No caso de tributo cujo lançamento foi efetuado, mas ainda não quitado pelo contribuinte, também é passível de impugnação, uma vez que ainda não procedeu ao recolhimento.
Para Alberto Xavier (apud Machado Segundo, 2017, p. 110-111) o fato de a jurisprudência considerar que uma vez homologado, o crédito é certo, inexistindo necessidade ou possibilidade de impugnação, na verdade,  esta orientação é “violadora dos princípios fundamentais  do Estado de Direito, de disposições da lei complementar e da lei ordinária”. E, ainda, demonstra em seu livro “Do Lançamento – Teoria do Ato, ...”, que o tal consenso se sustenta sobre um entendimento com premissas equivocadas, incompatíveis com o Código Tributário Nacional, especialmente o disposto no art. 142, do CTN.
Assim, a partir da análise do livro de Alberto Xavier, que considera como profunda reflexão sobre o assunto, Hugo de Brito Machado Segundo (2017, p. 111),  afirma que deve ser assegurado o direito de defesa ao sujeito passivo, em caso de homologação de crédito tributário, em caso de declaração pelo próprio contribuinte.
Entre outros exemplos e comentários sobre o processo administrativo tributário, cita o caso do Ceará, cujo tributo tem lançamento por homologação quando declarado pelo próprio contribuinte, o “autolançamento”.  No entanto, não é pago. Antes, é submetido a um processo administrativo sumário. Entende-se que sendo a apuração feita pelo próprio contribuinte os pontos de divergência tendem a ser menores.

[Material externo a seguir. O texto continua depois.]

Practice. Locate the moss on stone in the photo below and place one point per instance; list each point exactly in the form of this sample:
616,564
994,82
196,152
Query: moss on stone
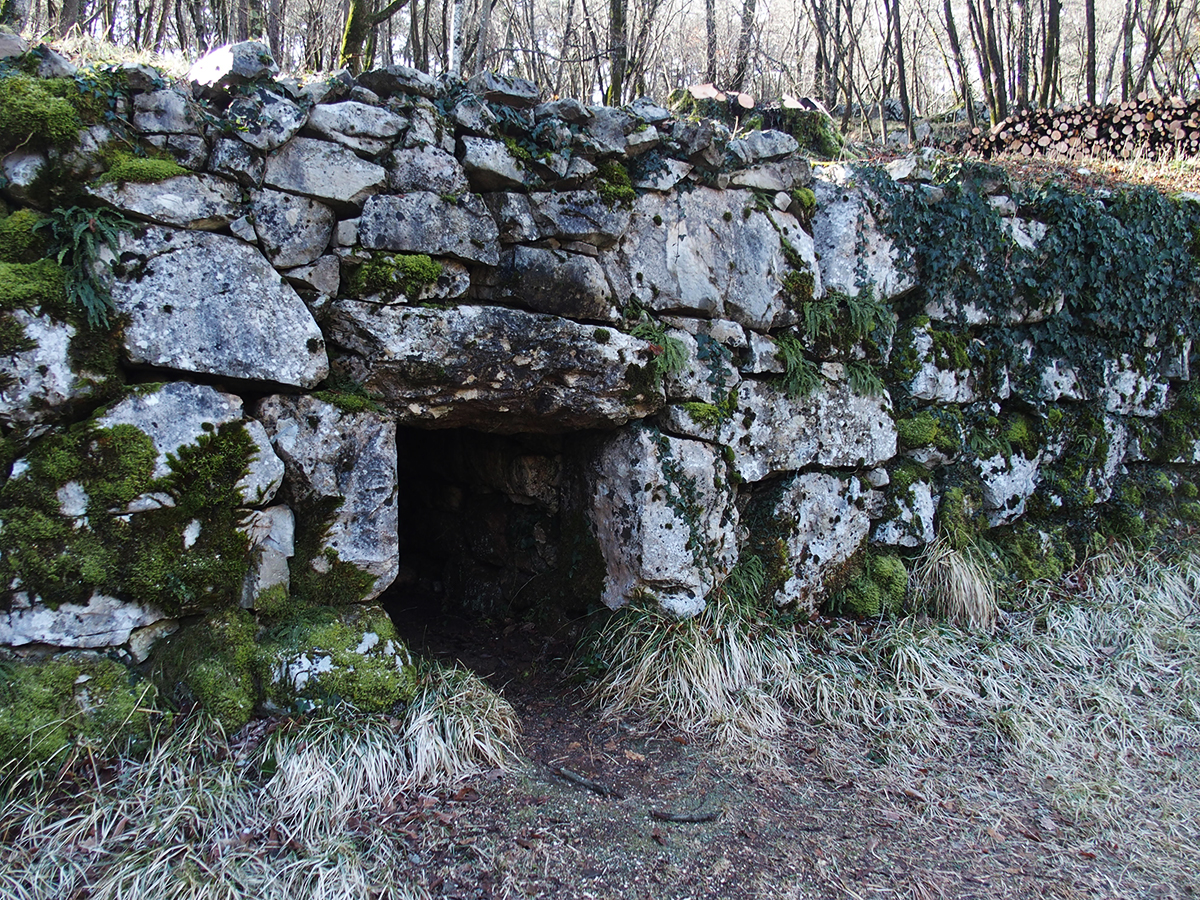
394,275
125,167
327,657
615,186
64,559
21,240
876,587
33,114
49,705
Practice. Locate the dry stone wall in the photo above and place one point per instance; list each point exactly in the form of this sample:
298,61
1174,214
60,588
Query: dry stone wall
400,331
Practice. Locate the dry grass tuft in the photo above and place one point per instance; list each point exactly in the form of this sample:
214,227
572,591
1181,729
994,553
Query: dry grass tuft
270,816
954,586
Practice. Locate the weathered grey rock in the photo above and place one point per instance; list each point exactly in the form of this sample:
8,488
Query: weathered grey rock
426,168
495,369
912,525
771,432
324,172
402,79
514,216
421,222
648,111
12,45
708,376
942,385
292,231
1007,484
166,112
358,126
783,175
189,150
609,129
664,515
762,147
334,455
664,178
490,166
568,109
851,245
234,160
39,383
556,282
472,115
271,535
696,252
1131,391
504,89
205,303
762,357
822,520
22,169
101,622
179,414
233,65
323,276
426,127
642,139
195,202
580,216
264,119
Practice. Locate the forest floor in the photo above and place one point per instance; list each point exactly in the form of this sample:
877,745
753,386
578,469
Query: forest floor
609,809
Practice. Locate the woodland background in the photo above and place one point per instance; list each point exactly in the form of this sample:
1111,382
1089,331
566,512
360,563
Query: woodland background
978,60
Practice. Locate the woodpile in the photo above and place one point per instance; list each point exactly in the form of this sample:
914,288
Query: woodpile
1134,129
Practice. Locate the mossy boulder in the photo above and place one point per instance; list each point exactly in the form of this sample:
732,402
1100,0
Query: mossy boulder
325,658
49,705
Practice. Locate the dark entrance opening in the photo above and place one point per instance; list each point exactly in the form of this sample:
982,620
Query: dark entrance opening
490,551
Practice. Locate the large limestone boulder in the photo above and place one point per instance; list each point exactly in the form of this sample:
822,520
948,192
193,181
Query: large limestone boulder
197,202
556,282
769,432
664,515
424,222
39,383
855,252
264,119
358,126
712,253
293,231
495,369
342,463
816,522
205,303
180,413
324,172
100,623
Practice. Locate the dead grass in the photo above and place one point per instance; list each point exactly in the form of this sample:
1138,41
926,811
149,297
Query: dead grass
274,815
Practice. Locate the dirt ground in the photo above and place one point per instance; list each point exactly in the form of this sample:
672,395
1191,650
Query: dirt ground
610,810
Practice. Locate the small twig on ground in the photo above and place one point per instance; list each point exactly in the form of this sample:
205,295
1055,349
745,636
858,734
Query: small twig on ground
577,779
689,817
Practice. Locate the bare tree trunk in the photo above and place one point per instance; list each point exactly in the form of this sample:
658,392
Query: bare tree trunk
957,49
739,75
1050,58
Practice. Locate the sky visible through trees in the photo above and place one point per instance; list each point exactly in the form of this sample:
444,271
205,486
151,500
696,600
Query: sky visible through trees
850,54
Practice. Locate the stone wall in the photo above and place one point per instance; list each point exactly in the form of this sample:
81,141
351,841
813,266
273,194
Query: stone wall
523,353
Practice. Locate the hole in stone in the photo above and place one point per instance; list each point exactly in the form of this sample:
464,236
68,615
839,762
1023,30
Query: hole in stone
493,552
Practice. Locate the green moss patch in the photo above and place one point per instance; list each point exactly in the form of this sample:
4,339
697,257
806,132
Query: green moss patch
125,167
394,275
63,558
48,706
34,114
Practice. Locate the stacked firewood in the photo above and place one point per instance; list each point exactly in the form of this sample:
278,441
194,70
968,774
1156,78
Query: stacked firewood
1134,129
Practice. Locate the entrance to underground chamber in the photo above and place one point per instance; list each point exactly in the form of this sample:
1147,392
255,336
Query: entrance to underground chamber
493,552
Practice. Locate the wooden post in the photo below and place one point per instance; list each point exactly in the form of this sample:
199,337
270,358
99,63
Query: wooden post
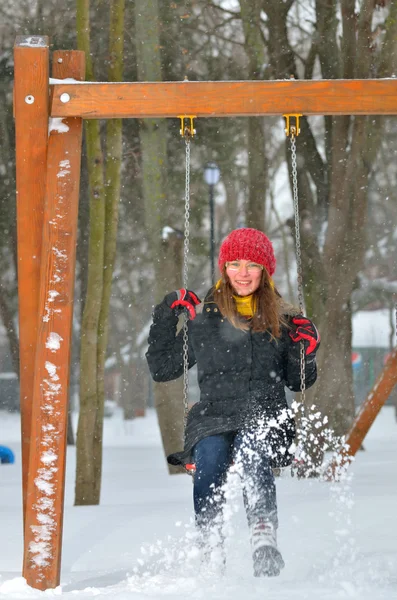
45,492
366,415
31,104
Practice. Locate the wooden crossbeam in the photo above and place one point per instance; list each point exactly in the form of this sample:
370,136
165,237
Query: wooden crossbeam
225,98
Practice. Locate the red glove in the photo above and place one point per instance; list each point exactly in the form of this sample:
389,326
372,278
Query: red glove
307,332
183,300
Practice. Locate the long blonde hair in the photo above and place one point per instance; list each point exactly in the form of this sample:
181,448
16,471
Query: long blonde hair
267,302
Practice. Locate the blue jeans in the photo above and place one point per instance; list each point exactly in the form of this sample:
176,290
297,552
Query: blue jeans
213,456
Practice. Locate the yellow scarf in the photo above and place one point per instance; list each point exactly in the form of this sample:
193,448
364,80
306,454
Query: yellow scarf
244,304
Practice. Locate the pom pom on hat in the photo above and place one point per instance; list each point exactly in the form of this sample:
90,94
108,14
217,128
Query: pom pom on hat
248,244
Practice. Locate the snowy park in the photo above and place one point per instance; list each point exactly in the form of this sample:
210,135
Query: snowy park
338,540
198,299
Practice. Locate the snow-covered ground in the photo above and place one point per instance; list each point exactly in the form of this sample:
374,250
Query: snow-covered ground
338,541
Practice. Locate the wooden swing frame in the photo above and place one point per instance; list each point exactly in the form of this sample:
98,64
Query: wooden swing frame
48,154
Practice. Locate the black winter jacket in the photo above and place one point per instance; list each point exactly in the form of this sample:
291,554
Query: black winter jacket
241,375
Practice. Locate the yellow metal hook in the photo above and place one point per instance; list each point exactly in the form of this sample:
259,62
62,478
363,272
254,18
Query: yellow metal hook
187,129
292,129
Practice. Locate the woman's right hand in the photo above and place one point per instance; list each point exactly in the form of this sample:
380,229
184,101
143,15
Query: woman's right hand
182,301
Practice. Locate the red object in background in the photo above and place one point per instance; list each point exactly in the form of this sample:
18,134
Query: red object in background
357,359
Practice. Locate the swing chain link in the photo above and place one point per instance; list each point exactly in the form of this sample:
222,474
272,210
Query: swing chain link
185,284
298,263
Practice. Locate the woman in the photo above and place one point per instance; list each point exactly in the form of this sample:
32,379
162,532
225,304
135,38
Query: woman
246,344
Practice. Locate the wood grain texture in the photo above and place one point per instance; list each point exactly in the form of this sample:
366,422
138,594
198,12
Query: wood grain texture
45,492
366,416
31,58
226,98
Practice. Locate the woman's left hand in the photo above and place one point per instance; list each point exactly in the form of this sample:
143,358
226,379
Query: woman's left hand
305,331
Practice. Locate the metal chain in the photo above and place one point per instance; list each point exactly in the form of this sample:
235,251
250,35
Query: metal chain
298,261
185,283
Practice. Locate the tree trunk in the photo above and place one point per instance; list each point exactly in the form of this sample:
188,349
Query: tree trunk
88,455
168,397
257,160
114,144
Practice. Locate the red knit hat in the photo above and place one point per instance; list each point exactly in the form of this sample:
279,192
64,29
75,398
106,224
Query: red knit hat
248,244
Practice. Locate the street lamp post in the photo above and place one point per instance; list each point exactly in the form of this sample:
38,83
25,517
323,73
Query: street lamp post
211,177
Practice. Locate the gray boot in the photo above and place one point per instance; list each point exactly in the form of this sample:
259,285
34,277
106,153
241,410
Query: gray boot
267,559
213,556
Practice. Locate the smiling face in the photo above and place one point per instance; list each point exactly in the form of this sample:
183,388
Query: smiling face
244,275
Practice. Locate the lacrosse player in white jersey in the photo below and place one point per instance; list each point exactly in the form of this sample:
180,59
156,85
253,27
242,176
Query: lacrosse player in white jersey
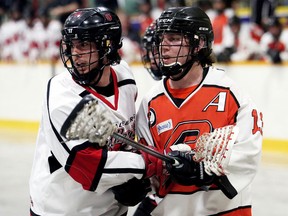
195,99
78,177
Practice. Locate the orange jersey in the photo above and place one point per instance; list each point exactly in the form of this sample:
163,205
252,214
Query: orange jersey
163,121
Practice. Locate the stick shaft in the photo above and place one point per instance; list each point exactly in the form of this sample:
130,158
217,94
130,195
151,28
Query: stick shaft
144,148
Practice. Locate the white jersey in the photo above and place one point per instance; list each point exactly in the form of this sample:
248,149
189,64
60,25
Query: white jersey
73,178
164,121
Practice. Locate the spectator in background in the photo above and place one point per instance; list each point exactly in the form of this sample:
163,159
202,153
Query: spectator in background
274,42
111,4
131,39
11,32
60,9
238,45
219,16
145,17
262,11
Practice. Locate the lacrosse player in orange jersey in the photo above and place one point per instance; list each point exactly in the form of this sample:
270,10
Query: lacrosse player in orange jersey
80,177
195,98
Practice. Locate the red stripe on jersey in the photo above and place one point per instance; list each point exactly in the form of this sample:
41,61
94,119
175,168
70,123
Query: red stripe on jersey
84,165
116,92
240,211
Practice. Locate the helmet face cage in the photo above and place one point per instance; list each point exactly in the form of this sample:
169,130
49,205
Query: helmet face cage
99,27
193,25
149,53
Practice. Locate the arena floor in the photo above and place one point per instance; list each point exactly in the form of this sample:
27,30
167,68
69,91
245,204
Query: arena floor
16,155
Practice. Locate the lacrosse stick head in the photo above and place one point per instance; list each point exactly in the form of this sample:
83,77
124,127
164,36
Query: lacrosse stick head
88,120
215,148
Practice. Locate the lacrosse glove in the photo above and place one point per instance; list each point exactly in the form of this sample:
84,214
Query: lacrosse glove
132,192
153,165
188,172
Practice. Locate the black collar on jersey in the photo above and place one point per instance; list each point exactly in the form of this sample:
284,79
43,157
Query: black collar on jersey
106,90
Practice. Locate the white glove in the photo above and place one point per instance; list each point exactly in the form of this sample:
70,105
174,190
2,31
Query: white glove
182,147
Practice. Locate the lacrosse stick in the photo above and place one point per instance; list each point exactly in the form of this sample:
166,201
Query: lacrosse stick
215,148
88,120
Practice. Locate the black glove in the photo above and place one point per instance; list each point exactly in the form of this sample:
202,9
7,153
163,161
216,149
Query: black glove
132,192
188,172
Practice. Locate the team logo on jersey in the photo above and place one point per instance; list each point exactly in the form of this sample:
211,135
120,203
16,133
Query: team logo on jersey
219,101
152,117
164,126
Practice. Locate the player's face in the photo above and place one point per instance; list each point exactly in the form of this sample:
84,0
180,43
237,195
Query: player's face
173,48
85,55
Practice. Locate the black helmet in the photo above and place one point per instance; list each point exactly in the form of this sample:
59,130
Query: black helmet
97,25
194,24
149,53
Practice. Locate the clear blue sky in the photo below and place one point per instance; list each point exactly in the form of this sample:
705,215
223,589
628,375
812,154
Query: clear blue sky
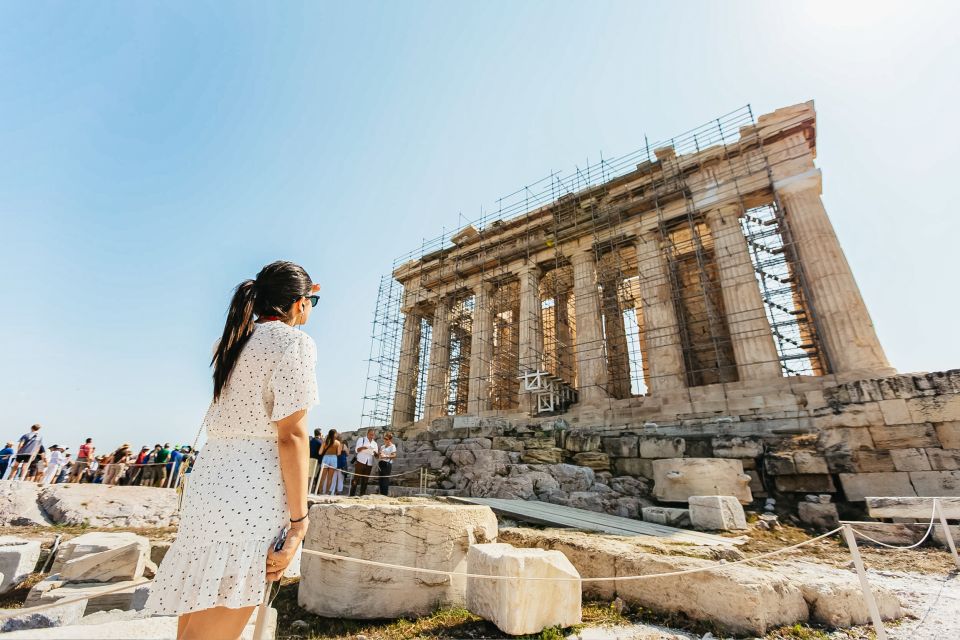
152,155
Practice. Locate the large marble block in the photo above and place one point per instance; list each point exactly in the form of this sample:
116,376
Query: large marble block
18,558
717,513
404,531
520,607
675,480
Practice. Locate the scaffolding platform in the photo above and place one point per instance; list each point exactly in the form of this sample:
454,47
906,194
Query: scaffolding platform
555,515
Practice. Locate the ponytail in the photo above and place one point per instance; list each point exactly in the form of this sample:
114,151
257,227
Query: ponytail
236,332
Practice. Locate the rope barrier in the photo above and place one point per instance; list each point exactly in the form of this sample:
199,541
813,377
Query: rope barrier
933,518
717,567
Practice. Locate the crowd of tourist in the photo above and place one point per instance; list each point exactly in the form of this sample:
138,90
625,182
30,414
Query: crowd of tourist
28,459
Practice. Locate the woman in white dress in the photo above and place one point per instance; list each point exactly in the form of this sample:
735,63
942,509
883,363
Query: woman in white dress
250,481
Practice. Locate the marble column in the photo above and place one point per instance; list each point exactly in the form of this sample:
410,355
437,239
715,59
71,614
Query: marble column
591,358
618,358
661,330
405,397
481,349
845,328
753,347
438,375
531,332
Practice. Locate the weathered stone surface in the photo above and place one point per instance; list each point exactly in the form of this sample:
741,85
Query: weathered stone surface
835,598
904,436
661,447
634,467
858,486
542,456
153,628
126,562
54,617
736,447
621,447
819,516
18,558
520,606
717,513
110,506
805,483
936,483
668,516
96,542
18,504
678,479
411,532
593,459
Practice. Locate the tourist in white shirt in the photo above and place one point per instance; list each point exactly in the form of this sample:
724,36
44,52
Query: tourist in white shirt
388,453
53,464
366,451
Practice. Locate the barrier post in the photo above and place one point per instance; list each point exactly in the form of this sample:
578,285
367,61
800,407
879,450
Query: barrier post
851,539
938,508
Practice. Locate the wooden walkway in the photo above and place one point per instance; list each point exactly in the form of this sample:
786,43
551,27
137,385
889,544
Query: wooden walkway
554,515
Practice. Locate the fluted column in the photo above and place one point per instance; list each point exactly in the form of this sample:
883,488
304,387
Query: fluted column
618,358
753,347
591,360
531,332
664,355
481,349
438,375
405,397
845,328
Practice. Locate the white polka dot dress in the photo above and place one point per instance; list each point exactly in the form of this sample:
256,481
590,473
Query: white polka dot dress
235,504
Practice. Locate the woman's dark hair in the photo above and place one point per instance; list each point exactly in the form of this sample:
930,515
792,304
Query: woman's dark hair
277,286
331,436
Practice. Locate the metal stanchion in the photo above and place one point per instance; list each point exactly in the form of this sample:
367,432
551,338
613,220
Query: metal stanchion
851,539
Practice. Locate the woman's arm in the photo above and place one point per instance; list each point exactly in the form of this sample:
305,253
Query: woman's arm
294,444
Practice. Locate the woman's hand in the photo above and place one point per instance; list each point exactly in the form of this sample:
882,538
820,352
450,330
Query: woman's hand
278,561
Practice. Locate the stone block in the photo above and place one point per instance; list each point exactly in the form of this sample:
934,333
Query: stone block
542,456
633,467
736,447
805,483
519,607
807,462
717,513
823,517
100,505
675,480
18,559
593,459
943,459
936,483
621,446
666,515
579,441
55,617
904,436
846,439
95,543
653,447
910,460
948,433
407,531
858,486
18,504
126,562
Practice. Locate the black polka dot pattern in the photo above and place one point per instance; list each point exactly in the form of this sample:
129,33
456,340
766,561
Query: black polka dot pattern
235,504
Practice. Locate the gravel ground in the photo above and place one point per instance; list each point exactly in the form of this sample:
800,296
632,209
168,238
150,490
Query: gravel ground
933,601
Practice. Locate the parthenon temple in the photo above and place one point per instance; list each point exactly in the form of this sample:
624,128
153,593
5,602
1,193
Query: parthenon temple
705,260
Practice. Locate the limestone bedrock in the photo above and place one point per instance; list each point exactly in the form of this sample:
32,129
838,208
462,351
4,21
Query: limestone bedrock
520,607
415,532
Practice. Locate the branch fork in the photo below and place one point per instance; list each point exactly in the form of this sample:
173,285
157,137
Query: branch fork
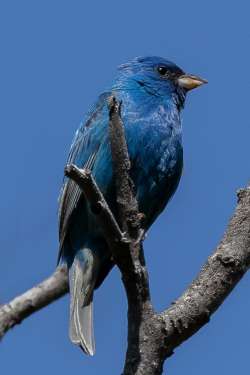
152,337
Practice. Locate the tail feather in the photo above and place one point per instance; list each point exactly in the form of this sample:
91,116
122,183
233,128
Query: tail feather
82,276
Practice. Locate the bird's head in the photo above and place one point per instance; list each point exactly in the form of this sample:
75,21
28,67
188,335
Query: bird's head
159,77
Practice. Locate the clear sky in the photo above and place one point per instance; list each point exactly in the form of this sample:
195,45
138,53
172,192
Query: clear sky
56,57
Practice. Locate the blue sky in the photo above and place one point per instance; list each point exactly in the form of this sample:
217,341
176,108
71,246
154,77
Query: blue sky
56,57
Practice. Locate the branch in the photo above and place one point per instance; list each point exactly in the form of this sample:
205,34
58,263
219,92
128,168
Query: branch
152,337
33,300
217,278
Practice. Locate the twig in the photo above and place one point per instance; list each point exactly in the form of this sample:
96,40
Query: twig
152,337
33,300
217,278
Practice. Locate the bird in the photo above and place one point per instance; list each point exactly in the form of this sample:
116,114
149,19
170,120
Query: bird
153,92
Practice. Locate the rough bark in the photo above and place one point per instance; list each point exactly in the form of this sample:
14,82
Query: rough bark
152,336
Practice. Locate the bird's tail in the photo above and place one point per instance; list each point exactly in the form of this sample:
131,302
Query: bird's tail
82,278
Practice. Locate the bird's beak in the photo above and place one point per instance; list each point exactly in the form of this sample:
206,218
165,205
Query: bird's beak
190,82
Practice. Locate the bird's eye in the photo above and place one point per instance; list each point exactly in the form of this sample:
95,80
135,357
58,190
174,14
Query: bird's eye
162,70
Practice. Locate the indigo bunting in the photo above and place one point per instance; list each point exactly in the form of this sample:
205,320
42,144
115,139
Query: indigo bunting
152,91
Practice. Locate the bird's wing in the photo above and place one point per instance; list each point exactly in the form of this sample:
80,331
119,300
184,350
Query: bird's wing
83,152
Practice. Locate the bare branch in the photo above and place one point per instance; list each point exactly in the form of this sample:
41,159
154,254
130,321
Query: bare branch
33,300
217,278
152,337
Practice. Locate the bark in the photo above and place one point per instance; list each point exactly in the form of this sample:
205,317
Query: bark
152,337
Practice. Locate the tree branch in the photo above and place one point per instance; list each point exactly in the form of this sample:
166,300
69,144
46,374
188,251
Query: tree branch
33,300
216,280
152,337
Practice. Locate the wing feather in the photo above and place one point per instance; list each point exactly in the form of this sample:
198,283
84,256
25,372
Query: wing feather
83,153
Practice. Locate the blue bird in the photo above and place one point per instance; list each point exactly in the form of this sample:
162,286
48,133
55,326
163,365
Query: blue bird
152,91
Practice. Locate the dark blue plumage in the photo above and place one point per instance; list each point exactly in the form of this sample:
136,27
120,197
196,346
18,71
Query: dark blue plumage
152,91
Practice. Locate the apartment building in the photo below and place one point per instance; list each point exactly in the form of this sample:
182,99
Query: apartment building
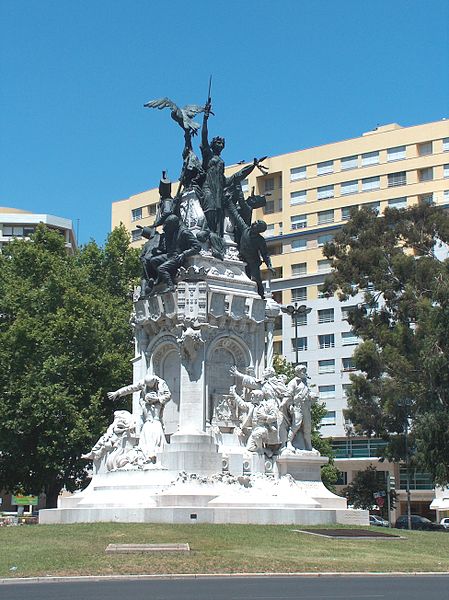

É importante salientar que a Fazenda Pública só pode dispensar o processo tributário quando homologa a apuração do tributo devido, em forma de autolançamento, sem qualquer alteração daquela apresentada pelo contribuinte. Se não apresentado nestas condições, se houver ocorrência de vários fatos que alterem esta situação, então serão interpretados sob a ótica das normas que se possam aplicar ao caso, quando ocorre a homologação de valor diferente daquele declarado pelo contribuinte e homologado pela autoridade do fisco. Neste caso, o sujeito passivo não dispensa o exercício do direito de defesa e, como resultado, a instauração de um processo administrativo que contenda com o órgão da administração para sua defesa.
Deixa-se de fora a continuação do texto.